Systems Biology Markup Language
(SBML) is a computer-readable format for representing models of
biochemical reaction networks. The current stable version, SBML Level 2, describes
structures and facilities for model definitions using XML Schema.
The Physiome Project seeks to describe the human organism quantitatively to understand its physiology and pathophysiology using a collection of models. Much of this work focusses on biophysics.
BioPAX is a collaborative effort to create a data exchange format for biological pathway data. The BioPAX group first met in 2002. The project uses Resource Description Framework (RDF), which builds on URI and XML technologies. RDF specifications are developed by the World Wide Web Consortium (W3C) Semantic Web Group. The W3C's RDF home is at www.w3.org/RDF.
Cell Markup Language is an XML language for modelling cells, in particular, to store and exchange computer-based mathematical models.. CellML is being developed by the Bioengineering Institute at the University of Auckland and affiliated research groups.

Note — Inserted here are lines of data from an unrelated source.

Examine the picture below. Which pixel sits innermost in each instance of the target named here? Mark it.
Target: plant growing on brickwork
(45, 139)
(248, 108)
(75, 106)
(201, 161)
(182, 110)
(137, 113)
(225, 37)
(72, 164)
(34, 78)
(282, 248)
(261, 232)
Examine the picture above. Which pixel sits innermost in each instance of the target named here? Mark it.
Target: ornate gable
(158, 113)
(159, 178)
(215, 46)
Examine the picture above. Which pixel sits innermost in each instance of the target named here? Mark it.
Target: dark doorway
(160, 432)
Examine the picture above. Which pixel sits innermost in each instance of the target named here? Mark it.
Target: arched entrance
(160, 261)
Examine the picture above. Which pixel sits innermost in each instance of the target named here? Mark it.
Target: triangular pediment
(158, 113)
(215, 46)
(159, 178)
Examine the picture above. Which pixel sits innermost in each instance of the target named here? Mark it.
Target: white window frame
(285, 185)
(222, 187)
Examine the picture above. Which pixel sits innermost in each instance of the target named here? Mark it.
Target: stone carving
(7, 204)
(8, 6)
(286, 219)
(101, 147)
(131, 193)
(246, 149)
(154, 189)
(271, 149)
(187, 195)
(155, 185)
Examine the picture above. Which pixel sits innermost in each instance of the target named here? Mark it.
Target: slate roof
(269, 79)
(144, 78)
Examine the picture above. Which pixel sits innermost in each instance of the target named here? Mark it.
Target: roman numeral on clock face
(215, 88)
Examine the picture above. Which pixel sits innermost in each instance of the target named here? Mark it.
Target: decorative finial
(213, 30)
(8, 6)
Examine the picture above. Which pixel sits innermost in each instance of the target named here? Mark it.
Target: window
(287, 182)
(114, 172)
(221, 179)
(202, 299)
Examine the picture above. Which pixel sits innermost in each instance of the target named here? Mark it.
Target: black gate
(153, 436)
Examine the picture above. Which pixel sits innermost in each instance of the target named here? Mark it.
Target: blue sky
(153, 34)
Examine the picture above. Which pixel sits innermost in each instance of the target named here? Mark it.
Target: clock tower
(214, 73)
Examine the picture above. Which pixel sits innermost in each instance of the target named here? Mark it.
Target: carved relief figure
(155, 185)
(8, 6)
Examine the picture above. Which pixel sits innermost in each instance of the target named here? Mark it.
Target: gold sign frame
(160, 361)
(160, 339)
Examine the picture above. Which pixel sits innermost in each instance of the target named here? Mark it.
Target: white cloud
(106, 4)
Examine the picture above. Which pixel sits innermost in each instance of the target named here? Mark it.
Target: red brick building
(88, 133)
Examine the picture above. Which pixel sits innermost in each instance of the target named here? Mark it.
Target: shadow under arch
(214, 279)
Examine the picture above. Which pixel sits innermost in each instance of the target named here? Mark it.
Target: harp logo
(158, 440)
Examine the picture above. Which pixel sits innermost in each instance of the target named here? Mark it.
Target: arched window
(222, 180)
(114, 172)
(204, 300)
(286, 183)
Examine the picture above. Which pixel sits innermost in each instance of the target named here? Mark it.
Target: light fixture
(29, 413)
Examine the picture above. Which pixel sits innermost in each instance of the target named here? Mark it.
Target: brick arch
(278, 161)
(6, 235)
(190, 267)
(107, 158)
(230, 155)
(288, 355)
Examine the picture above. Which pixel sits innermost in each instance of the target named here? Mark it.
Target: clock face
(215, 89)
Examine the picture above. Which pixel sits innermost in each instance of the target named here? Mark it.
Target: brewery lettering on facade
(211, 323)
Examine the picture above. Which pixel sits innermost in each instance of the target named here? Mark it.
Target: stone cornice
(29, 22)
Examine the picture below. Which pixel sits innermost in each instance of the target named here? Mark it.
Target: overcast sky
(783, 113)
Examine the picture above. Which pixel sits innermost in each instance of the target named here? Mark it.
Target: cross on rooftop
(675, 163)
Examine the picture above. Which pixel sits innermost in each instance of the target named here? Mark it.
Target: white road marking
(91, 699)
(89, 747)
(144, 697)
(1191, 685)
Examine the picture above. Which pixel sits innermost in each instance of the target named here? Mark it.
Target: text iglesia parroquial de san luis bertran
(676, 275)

The University of Washington Genome Center provides links to projects within the University, in addition to publications, technology, and other resources. There is also a short tutorial on Analyzing Genome Sequences.
Bioinformatics.net
is a hub that includes links to bioinformatics web sites, companies,
tools, news articles, and forumns.
The site www.bio.net/bionet/
is a gateway for biology related newsgroups. Many of these
include RSS feeds and a BIO-SOFTWARE list of Information about software
for biology at www.bio.net/bionet/mm/bio-soft/.